Entre sillas y mesas de plástico emerge la figura de Sergio, un maitre campestre que trabajó con Quique Dacosta y explica con acierto la extensa carta de vinos, con gran presencia de los caldos cercanos y las viñas autóctonas. En ese ambiente, purista y liberador, empieza el menú que ha preparado Vargas para un día como el de hoy, fiesta de los Reyes Magos. La comida no llega a los 35 euros por persona.
Empezamos con un vermú de Xaló y una serie de pequeños aperitivos preparados con primor, como un pequeño tomate de penjar, pelado y coronado por una ligera anchoa, un chupito de calabaza con melva, la neula finísima de pipas y sobrasada vegana… Y un clásico de este cocinero, el simplicísimo pan con alioli ligeramente tostado, lo que suaviza esta salsa y la transforma en un bocado superior.
A estas alturas ya estamos acompañados por un vino natural de Pepe Mendoza, Casa Agrícola, con uvas gironet (la giró) cultivadas en Llíber y Alicante. Sorprende su sencillez y sinceridad.
Llega entonces un plato sublime. El mejor y más sorprendente y nítido que he comido en los últimos meses. Una musola frita sobre una base con un caldo y una habas tiernísimas con su vaina cocida lo justo. La musola es el reconocido cazón andaluz, un pequeño tiburoncillo que se alimenta de crustáceos y tiene una textura parecida a la anguila y que se aprecia en tierras alicantinas. También las habitas, incluso crudas, son muy populares en las huertas del sureste, pero atreverse a darle una ligera cocción a las vainas es todo un descubrimiento, una maravilla de texturas vegetales que se corona con una hoja de kale refrito.
La comida sigue con un pulpo y su parmentier de patata, un presentación archiconocida que se resuelve con oficio, preámbulo para una serie de platos principales: Un arroz entre meloso y caldoso, también de musola, con verduras y patata, con un sabor de fondo limpísimo, por más que la reiteración del mismo pescado (tratado, eso sí, de modo muy diferente) reste interés al menú.
Las alternativas al arroz son una pescadilla salvaje extraordinariamente rica –que ya es difícil y que recuerda los logros con este mismo producto por parte de Ricard Camarena– a la que incluso podríamos dejar sin la salsa que le acompaña para mantenerse riquísima. Y una paletilla de cabrito cocinada como en caldereta, de tal suerte que este plato resulta una síntesis sorprendente entre el tratamiento del cordero castellano horneado y los guisos de cuello y otras partes no tan nobles pero jugosas con hierbas y verduras típicos de las zonas mediterráneas.
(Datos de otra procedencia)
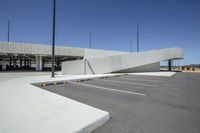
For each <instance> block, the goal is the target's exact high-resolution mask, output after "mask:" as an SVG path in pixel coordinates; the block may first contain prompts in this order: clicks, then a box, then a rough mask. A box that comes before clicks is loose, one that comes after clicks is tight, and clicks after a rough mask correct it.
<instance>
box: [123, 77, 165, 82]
mask: <svg viewBox="0 0 200 133" xmlns="http://www.w3.org/2000/svg"><path fill="white" fill-rule="evenodd" d="M120 78H122V79H131V80H135V81H152V82H165V81H161V80H149V79H133V78H127V77H120Z"/></svg>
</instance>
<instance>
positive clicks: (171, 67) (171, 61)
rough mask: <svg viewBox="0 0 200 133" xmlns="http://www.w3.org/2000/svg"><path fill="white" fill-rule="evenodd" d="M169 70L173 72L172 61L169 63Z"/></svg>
mask: <svg viewBox="0 0 200 133" xmlns="http://www.w3.org/2000/svg"><path fill="white" fill-rule="evenodd" d="M168 70H169V71H171V70H172V60H169V61H168Z"/></svg>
Sabrosísima y ampulosa en el mejor de los sentidos sensuales que ofrece la carne de estos animales.
Estamos en la terraza, el sol del invierno está ya huyendo, el menú termina con un postre con una especie de macedonia de granada y otras frutas tropicales en brunoise, almendra amarga y un cremoso caliente. Un broche de compleja sencillez a la altura de una espléndida comida. Saludamos a Julio Vargas en su cocina. Es un hombre plácido, cuya determinación por reubicarse en este lugar apartado está cada día más clara.
Otros cocineros con formación están siguiendo su camino, retrayéndose de la populosa costa, del turismo de gambas y arroces del senyoret, para volver sobre ese espacio de media montaña en el interior valenciano. Como Evarist Miralles que se ha establecido en la Vall de Laguar (Nou Cavall Verd), o Miquel Gilabert en Benidoleig (Suculent). Incluso como cocineros reconocidos, Jordi Morera, hijo de las marjales cercanas, y que ahora oficia desinhibido y sin responsabilidades añadidas, disfrutando, junto a la plaza Redonda de Valencia, en Ca Morera.